Skin is the largest organ and protects the human body against the external environment [1]. Loss of the integrity of the skin barrier, as a result of injury or malformation may lead to major complications or even death. Therefore, wound healing represents a crucial ability of the human skin to repair any skin defect and to keep proper skin homeostasis.

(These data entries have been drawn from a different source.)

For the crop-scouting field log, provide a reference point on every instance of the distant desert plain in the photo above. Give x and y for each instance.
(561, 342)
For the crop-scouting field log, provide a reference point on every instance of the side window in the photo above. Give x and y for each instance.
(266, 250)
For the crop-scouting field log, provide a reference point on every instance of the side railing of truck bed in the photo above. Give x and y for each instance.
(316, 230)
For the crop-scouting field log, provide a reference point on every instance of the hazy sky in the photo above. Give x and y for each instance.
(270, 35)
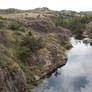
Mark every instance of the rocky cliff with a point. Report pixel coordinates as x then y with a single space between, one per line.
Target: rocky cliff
29 51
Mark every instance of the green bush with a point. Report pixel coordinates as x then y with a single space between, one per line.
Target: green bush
33 43
23 53
15 26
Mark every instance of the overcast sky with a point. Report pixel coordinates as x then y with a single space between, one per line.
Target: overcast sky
77 5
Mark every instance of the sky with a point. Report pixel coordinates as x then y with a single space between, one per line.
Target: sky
76 5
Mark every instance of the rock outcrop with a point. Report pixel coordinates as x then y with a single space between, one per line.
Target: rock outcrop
17 75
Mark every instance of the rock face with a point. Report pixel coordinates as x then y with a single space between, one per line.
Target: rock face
89 30
12 81
16 75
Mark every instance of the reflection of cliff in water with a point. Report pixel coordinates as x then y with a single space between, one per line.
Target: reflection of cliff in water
76 75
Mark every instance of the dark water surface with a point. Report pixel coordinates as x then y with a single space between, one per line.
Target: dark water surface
76 75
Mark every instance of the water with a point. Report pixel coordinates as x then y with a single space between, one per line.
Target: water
76 75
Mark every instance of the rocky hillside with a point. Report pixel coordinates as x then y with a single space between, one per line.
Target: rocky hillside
29 51
89 30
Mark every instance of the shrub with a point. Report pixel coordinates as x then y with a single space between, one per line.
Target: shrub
32 43
23 53
15 26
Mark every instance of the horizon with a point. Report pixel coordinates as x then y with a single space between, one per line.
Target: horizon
58 5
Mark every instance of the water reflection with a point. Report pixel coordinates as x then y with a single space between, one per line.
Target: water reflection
76 75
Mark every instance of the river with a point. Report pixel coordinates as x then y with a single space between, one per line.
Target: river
76 75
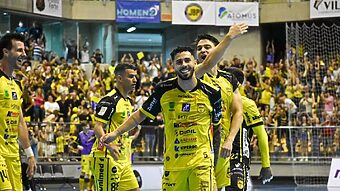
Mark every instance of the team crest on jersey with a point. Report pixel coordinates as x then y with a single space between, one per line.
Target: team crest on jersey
240 184
171 106
201 108
185 107
102 111
14 96
6 95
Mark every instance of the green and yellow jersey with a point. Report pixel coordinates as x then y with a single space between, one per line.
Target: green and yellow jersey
228 84
10 104
113 110
253 123
188 116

Large and deep skin wounds caused by extensive burns or tissue trauma still pose a significant challenge for the surgeon. If those wounds do not heal in time after skin damage, they might cause infection or life-threatening complications. [2]. Therefore, it is pivotal to develop tissue-regenerating biomaterials with high biological activity. Accordingly, the ideal skin substitute should have good biocompatibility, antibacterial activity, proper hydrophilicity, and biodegradability [3].

2. Skin Injuries and Common Treatment Techniques

The human skin consists of three major components including a superficial epidermis, a dermis, and a hypodermis [4]. The epidermis is composed of several layers. The outermost layer contains dead cells, which shed periodically and are continually replaced by cells derived from the basal layer [5]. The dermis connects the epidermis to the hypodermis layer, and due to the high content of collagen and elastin fibers, the dermis gives skin its strength and elasticity [6]. The hypodermis is the deepest layer of the skin located underneath the dermis. The hypodermis consists mainly of adipocytes, which accumulate fat. It also plays a role in thermoregulation, protection and provides insulation and cushioning for the integument [7].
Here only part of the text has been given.